INFO:__main__:====>KNeighborsClassifier Average Training Time with default hyperparameters 0.007310628890991211 secs
INFO:__main__:====> Program execution time 0.19111275672912598 secs

Below output would be generated by the training module which will capture the hyperparameter tuning training time.

INFO:__main__:====> KNeighborsClassifier Training Time with hyperparameter tuning 67.140428619385 secs
INFO:__main__:Saving the model ...
INFO:__main__:KNeighborsClassifier model 'knn_model.joblib' is saved in: /model
INFO:__main__:====> Program execution time 68.47586631774902 secs

Below output would be generated by the inference module which will capture the hyperparameter tuning inference time and accuracy.

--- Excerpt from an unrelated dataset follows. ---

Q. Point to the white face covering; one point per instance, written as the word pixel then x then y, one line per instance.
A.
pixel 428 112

kNN model loaded successfully
====> KNeighborsClassifier Model Inference Time is 0.20563340187072754 secs
====> Accuracy for kNN is: 100.0 % 
====> F1 score for kNN is: 1.0
====> Program execution time 1.6182811260223389 secs

Summary and Next Steps

To build a customer segmentation solution at scale, Data Scientists will need to train models for substantial datasets and run inference more frequently.The ability to accelerate training will allow them to train more frequently and achieve better accuracy. Besides training, faster speed in inference will allow them to run prediction in real-time scenarios as well as more frequently. A Data Scientist will also look at data classification to tag and categorize data so that it can be better understood and analyzed. This task requires a lot of training and retraining, making the job tedious. The ability to get it faster speed will accelerate the ML pipeline. This reference kit implementation provides performance-optimized guide around customer purchase prediction use cases that can be easily scaled across similar use cases.

Learn More

For more information about or to read about other relevant workflow examples, see these guides and software resources:

Support

If you have questions or issues about this use case, want help with troubleshooting, want to report a bug or submit enhancement requests, please submit a GitHub issue.

Appendix

*Names and brands that may be claimed as the property of others. Trademarks.

Reference

[1] Fabien, D. (2018). "Customer Segmentation". Kaggle. Found in: https://www.kaggle.com/code/fabiendaniel/customer-segmentation/

Disclaimers

To the extent that any public or non-Intel® datasets or models are referenced by or accessed using tools or code on this site those datasets or models are provided by the third party indicated as the content source. Intel® does not create the content and does not warrant its accuracy or quality. By accessing the public content, or using materials trained on or with such content, you agree to the terms associated with that content and that your use complies with the applicable license.

Intel® expressly disclaims the accuracy, adequacy, or completeness of any such public content, and is not liable for any errors, omissions, or defects in the content, or for any reliance on the content. Intel® is not liable for any liability or damages relating to your use of public content.